Direniş süreci devam ederken diğer taraftan da fabrikada yetkili sendika olan Tekgıda-İş ile Adkotürk yönetimi arasında toplu iş sözleşmesi (TİS) süreci başladı. TİS masasından kaçan, sendikayla diyalog kurmayan şirket yönetimi, içeride çalışan sendika üyesi işçilere yönelik baskılarını alabildiğine yoğunlaştırdı. İşten atma tehditleri, sendika üyelerinin tespit edilebilmesi için e-devlet şifrelerinin toplatılmaya çalışılması, hakaretler… Son olarak greve katılmamaları durumunda işçilere tam maaş prim ödemesi yapılacağına dair fabrikanın panosuna duyuru asıldı. Üstelik greve bir gün kala! Şimdiye kadar verilmeyenler, işçilerin bilincini bulandırmak ve mücadeleyi kırmak için verilir oldu. Elbette işçilerin birliği bölününceye kadar olmak kaydıyla!

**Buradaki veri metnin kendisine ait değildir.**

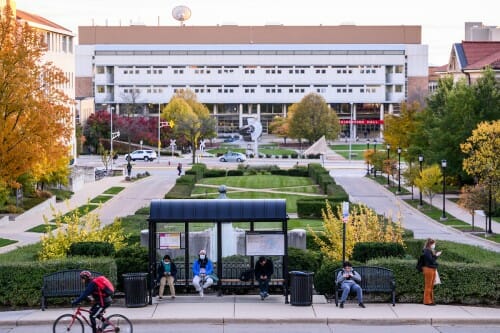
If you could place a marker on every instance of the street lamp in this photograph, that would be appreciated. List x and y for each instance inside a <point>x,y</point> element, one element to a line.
<point>443,166</point>
<point>399,169</point>
<point>388,163</point>
<point>367,160</point>
<point>350,131</point>
<point>420,160</point>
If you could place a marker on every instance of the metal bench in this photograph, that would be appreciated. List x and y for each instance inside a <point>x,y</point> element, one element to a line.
<point>65,283</point>
<point>373,280</point>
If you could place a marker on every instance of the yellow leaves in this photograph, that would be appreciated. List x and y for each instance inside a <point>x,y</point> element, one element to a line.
<point>78,227</point>
<point>363,225</point>
<point>483,148</point>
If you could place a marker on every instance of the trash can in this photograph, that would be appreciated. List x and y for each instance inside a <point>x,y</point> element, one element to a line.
<point>301,288</point>
<point>136,289</point>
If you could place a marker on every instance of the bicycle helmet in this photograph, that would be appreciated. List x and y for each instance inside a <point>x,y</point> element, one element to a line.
<point>85,275</point>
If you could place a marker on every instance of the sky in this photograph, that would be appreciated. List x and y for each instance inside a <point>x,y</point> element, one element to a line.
<point>442,21</point>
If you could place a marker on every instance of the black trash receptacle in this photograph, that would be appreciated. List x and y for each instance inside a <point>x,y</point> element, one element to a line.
<point>136,289</point>
<point>301,284</point>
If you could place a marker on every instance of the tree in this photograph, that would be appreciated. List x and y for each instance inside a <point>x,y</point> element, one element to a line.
<point>312,118</point>
<point>36,119</point>
<point>191,119</point>
<point>279,127</point>
<point>429,181</point>
<point>483,151</point>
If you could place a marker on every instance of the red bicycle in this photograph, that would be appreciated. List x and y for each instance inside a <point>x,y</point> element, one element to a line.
<point>75,322</point>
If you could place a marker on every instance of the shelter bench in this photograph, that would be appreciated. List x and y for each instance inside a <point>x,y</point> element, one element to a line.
<point>66,283</point>
<point>373,280</point>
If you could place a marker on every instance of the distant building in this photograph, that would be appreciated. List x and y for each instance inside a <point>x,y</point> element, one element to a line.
<point>255,71</point>
<point>60,51</point>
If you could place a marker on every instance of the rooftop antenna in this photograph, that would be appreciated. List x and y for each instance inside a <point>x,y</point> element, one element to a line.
<point>181,14</point>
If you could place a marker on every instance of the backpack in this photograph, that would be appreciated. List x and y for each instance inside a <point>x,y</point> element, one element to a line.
<point>247,275</point>
<point>420,263</point>
<point>104,286</point>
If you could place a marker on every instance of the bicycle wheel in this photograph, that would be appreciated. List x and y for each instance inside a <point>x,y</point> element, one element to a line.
<point>119,323</point>
<point>67,323</point>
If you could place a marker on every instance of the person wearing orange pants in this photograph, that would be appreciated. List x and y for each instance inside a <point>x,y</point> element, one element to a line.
<point>429,270</point>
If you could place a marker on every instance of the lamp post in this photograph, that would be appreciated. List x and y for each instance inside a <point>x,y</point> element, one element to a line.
<point>350,132</point>
<point>388,163</point>
<point>399,169</point>
<point>443,166</point>
<point>367,160</point>
<point>420,160</point>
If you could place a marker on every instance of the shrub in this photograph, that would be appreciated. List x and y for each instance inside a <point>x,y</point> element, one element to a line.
<point>91,249</point>
<point>365,251</point>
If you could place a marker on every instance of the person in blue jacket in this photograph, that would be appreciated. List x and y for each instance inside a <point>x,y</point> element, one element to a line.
<point>167,272</point>
<point>202,269</point>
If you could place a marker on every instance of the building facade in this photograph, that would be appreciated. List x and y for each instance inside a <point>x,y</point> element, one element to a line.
<point>363,72</point>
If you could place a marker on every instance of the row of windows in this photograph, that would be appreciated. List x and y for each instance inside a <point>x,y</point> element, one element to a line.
<point>252,90</point>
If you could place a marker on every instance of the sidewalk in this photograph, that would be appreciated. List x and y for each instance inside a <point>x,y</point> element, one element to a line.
<point>250,309</point>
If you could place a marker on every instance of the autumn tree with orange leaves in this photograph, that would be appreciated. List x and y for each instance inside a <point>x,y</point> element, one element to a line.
<point>34,113</point>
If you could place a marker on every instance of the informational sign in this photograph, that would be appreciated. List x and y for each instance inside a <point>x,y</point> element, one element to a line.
<point>265,243</point>
<point>169,240</point>
<point>345,211</point>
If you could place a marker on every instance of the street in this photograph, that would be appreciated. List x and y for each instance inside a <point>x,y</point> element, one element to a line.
<point>165,327</point>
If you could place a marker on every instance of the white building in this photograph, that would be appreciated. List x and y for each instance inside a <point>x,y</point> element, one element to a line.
<point>255,71</point>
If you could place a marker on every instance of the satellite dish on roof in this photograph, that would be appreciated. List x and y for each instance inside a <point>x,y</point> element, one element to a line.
<point>181,13</point>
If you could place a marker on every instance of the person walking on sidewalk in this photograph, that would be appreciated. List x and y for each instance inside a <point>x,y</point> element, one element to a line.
<point>429,270</point>
<point>166,275</point>
<point>349,280</point>
<point>263,271</point>
<point>202,269</point>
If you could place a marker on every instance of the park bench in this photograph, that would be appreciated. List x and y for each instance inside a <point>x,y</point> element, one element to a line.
<point>66,283</point>
<point>373,280</point>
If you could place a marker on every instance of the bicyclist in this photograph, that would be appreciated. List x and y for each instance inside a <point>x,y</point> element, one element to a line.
<point>100,289</point>
<point>202,269</point>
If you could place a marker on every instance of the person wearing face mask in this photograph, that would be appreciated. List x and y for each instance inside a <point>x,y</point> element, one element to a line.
<point>202,269</point>
<point>429,270</point>
<point>349,280</point>
<point>166,275</point>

23 Ağustosta sabahın erken saatlerinde grev alanında buluşan Adkotürk direnişçileri, sendika yöneticileri, desteğe gelen Bel Karper grevcileri ve sınıf dostları fabrikaya grev pankartını astı. Greve katılmak isteyenlerin baskı altında tutulmaması ve işçi arkadaşlarının fabrika önünde servislerden indirilmesi yönünde yapılan çağrılar polis zoruyla bastırılmaya çalışıldı. Grev öncesi yoğun bir engelleme girişimiyle karşılaşan Adkotürk işçilerinin grev alanına ulaşmaları, servislerin içeri sokulmasıyla, kapıya konulan polis barikatlarıyla ve içeride indirilen işçilere yönelik türlü tehditlerle engellenmek istendi. Servislerin içeri alınmasına yardım eden polis, greve katılan işçileri ve destekçi kitleyi kalkanlarla iterek içerideki işçilerden uzaklaştırmak istedi. Grev alanında gerginlik yaratarak işçiler üzerinde tedirginlik yaratmaya çalıştı. Sistematik engelleme girişimlerine rağmen onlarca işçi; hakkına, mücadelesine ve sendikasına sahip çıkarak greve çıktı. Grev alanında sloganlar atıldı, sadece Adkotürk işçilerinin değil; işçi sınıfının grev hakkına bir saldırı gerçekleştirilmiş olduğu, hukuk tanımayan patronların çıkarlarının devletin kolluk kuvvetleri tarafından korunduğu yönünde konuşmalar gerçekleştirildi. İşçilerin mücadele örgütü UİD-DER’in de destek verdiği Adkotürk işçileri ve Tekgıda-İş sendikası tüm sınıf dostlarını bu haklı mücadeleyle dayanışmaya çağırıyor.